Plane manufacturers and airlines are scrambling to offer Net access to passengers. For example, Boeing, based in Irvine, Calif., is developing a system to let you plug your laptop into a traditional RJ-45 Ethernet port and take off at speeds of 1.5Mbps transmitting data and 5Mbps receiving data. Besides e-mail and Web access -- it'll also offer live television feeds and secure connections to your intranet.
The technology behind Connexion, as Boeing's service will be called, is two aerodynamic flat antennae that sit on top of an airplane -- Boeing craft as well as others. It beams data to and from a satellite, and is designed to automatically respond to directional changes and maintain its connection.
You'll probably start to see Boeing's service on commercial domestic routes by late 2001. It's already been tested on business and government jets, and will eventually be available on international flights.

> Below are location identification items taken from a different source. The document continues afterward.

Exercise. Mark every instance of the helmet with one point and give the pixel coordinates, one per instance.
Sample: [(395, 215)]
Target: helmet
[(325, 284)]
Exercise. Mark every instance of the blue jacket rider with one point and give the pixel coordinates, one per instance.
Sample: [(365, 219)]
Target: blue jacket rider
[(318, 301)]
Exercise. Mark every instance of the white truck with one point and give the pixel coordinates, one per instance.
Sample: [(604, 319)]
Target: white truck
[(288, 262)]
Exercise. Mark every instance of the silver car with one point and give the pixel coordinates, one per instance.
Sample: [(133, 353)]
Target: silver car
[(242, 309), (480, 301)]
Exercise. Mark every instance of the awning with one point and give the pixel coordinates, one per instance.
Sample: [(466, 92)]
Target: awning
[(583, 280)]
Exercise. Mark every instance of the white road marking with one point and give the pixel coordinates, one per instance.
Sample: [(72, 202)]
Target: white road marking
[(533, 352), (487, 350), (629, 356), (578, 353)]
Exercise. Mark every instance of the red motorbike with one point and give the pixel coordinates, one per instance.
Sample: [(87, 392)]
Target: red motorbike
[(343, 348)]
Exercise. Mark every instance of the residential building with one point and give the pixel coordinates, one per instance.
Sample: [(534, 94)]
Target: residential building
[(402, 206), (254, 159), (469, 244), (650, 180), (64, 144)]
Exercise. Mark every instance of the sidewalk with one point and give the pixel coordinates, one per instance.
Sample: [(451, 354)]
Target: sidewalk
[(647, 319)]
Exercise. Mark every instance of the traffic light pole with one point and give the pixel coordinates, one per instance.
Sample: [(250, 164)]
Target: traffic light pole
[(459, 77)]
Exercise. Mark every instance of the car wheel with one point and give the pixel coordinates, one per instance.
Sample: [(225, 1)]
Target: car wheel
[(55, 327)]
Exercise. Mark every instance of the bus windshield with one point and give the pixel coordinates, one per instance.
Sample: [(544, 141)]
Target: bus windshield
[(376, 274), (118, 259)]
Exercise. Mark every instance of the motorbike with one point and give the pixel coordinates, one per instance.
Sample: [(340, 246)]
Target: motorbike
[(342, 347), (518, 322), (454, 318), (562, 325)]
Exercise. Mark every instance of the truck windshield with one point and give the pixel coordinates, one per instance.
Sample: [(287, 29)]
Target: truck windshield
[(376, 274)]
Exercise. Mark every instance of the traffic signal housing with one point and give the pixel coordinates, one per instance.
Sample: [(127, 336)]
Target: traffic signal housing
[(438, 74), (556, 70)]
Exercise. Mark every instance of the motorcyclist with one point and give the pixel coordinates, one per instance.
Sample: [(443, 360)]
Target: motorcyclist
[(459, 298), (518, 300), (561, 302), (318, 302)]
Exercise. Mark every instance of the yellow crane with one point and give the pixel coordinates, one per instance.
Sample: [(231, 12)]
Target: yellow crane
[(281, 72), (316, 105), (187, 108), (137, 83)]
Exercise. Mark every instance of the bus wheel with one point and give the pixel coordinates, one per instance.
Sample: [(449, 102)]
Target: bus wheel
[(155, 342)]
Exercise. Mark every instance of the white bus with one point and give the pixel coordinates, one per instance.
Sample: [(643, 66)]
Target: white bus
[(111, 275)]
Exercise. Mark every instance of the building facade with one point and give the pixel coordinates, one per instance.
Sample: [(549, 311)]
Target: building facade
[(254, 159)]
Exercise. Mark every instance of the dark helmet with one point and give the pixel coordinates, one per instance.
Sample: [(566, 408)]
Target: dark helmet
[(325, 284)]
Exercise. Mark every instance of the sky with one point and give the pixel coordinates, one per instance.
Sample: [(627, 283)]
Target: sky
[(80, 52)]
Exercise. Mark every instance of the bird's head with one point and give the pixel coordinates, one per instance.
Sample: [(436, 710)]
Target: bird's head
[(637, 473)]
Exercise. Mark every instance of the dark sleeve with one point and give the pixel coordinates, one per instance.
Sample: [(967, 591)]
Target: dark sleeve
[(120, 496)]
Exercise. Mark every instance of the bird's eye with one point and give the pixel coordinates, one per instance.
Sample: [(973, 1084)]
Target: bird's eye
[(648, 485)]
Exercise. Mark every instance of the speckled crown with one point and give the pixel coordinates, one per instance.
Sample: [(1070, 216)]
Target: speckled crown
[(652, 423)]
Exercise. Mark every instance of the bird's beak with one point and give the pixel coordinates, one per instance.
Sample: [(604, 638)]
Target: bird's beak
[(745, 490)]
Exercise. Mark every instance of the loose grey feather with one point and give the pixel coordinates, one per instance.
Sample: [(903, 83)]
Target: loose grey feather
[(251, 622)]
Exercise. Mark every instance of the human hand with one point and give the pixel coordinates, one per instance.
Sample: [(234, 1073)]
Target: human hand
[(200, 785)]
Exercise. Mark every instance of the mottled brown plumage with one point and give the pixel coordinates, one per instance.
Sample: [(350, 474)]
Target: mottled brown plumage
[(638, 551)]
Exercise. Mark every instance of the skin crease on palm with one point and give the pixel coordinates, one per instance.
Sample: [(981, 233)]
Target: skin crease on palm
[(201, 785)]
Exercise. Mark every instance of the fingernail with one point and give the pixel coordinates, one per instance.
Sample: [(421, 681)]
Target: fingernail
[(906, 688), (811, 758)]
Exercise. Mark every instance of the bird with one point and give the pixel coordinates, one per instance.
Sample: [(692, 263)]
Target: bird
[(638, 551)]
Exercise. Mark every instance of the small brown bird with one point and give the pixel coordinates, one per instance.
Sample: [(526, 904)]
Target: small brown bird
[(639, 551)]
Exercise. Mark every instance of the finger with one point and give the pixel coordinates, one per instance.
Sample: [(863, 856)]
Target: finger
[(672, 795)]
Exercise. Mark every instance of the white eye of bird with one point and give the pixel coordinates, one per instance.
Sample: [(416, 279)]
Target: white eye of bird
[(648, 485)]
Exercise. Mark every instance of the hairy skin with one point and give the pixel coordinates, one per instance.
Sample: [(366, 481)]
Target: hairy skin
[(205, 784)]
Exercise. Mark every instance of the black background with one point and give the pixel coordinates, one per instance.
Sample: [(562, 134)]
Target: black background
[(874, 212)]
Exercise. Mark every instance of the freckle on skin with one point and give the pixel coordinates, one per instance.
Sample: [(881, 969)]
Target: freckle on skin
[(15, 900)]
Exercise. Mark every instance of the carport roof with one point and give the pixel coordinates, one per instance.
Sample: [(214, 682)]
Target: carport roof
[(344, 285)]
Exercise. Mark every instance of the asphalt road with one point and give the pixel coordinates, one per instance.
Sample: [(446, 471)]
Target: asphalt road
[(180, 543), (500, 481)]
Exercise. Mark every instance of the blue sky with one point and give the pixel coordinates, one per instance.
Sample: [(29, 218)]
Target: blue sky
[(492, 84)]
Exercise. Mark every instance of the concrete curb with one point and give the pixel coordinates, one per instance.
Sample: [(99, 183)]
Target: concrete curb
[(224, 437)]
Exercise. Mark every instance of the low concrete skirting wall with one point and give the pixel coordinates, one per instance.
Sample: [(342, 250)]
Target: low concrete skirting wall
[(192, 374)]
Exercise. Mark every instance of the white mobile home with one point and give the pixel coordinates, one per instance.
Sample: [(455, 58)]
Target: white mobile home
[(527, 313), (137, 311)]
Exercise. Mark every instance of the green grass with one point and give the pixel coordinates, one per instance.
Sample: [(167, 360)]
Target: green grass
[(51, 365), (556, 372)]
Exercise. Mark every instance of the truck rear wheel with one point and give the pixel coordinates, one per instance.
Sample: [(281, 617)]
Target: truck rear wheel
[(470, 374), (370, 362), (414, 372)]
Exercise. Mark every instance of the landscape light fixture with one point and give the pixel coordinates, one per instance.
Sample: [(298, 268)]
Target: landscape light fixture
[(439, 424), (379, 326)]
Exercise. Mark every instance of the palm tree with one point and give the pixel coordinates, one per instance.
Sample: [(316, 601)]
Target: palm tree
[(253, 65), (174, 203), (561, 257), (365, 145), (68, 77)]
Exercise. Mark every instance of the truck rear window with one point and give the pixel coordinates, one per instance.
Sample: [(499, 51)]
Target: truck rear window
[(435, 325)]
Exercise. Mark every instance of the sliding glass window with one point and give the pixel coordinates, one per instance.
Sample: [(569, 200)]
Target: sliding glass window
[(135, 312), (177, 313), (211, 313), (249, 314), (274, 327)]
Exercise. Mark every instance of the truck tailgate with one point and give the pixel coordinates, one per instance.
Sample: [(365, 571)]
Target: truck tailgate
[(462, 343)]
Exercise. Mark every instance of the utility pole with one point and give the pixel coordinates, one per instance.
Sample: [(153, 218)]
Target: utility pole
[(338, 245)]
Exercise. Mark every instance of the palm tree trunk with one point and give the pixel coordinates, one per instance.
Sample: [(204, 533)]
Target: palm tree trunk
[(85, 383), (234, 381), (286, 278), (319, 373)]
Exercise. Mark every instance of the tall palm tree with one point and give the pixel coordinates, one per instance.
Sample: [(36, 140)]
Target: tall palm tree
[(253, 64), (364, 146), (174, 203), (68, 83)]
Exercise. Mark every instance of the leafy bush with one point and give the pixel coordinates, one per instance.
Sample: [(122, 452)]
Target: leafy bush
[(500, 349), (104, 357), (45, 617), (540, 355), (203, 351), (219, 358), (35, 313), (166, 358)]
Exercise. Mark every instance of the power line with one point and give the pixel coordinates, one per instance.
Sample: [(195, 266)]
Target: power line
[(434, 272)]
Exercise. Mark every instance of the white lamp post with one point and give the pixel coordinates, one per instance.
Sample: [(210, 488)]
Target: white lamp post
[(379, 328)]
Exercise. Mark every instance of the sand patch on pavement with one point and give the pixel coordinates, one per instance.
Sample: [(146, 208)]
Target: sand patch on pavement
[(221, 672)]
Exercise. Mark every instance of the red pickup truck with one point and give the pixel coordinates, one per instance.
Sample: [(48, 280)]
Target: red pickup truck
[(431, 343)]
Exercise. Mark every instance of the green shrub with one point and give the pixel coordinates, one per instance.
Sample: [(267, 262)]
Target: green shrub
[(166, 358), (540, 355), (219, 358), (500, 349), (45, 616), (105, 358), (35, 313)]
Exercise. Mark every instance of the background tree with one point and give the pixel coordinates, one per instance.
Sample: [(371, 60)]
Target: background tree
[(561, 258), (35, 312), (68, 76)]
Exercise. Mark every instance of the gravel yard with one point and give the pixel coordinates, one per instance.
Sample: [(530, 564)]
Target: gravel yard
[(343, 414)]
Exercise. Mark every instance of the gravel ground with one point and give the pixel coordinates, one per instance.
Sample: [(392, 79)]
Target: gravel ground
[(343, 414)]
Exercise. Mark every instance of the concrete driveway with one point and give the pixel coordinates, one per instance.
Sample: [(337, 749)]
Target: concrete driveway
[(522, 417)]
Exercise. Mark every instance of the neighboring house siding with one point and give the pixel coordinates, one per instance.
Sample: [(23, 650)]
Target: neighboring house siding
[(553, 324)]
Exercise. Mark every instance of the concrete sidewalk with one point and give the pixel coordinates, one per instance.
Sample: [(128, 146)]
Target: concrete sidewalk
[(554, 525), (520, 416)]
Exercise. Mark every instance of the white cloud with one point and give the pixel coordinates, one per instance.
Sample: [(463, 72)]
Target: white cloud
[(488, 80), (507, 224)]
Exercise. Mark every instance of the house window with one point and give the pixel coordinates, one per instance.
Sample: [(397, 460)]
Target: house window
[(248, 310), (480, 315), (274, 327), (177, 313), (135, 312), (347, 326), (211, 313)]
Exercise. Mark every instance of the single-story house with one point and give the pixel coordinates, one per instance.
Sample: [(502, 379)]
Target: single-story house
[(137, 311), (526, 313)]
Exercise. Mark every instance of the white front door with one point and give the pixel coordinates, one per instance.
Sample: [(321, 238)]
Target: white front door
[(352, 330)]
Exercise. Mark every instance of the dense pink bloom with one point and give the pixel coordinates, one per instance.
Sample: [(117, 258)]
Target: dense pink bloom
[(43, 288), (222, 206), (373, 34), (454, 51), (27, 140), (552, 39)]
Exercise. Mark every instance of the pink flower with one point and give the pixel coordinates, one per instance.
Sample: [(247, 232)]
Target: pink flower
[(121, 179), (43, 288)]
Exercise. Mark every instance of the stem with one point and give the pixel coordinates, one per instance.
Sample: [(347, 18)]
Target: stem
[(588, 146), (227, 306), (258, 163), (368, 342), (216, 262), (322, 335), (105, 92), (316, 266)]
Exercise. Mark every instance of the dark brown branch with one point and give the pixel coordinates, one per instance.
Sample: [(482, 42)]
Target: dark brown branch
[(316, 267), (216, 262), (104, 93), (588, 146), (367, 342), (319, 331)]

Other companies, including In-flight Network, based in New York City, and Inflightonline, based in Fort Lauderdale, Fla., are also planning to offer similar services.
"The system is being built to meet any safety concerns," says Ric Vandermeulen, head of marketing and director of strategic alliances for Connexion. "We will be operating in a band way above cockpit communications, at 14 gigahertz." So will that mean an end to the familiar bans on wireless electronics in flight? (See "Up in the Air," CIO, Dec. 1, 2000.) No, it appears the real fear there is that those devices can easily become projectiles under some conditions. Now that'd be something to send an in-flight e-mail home about.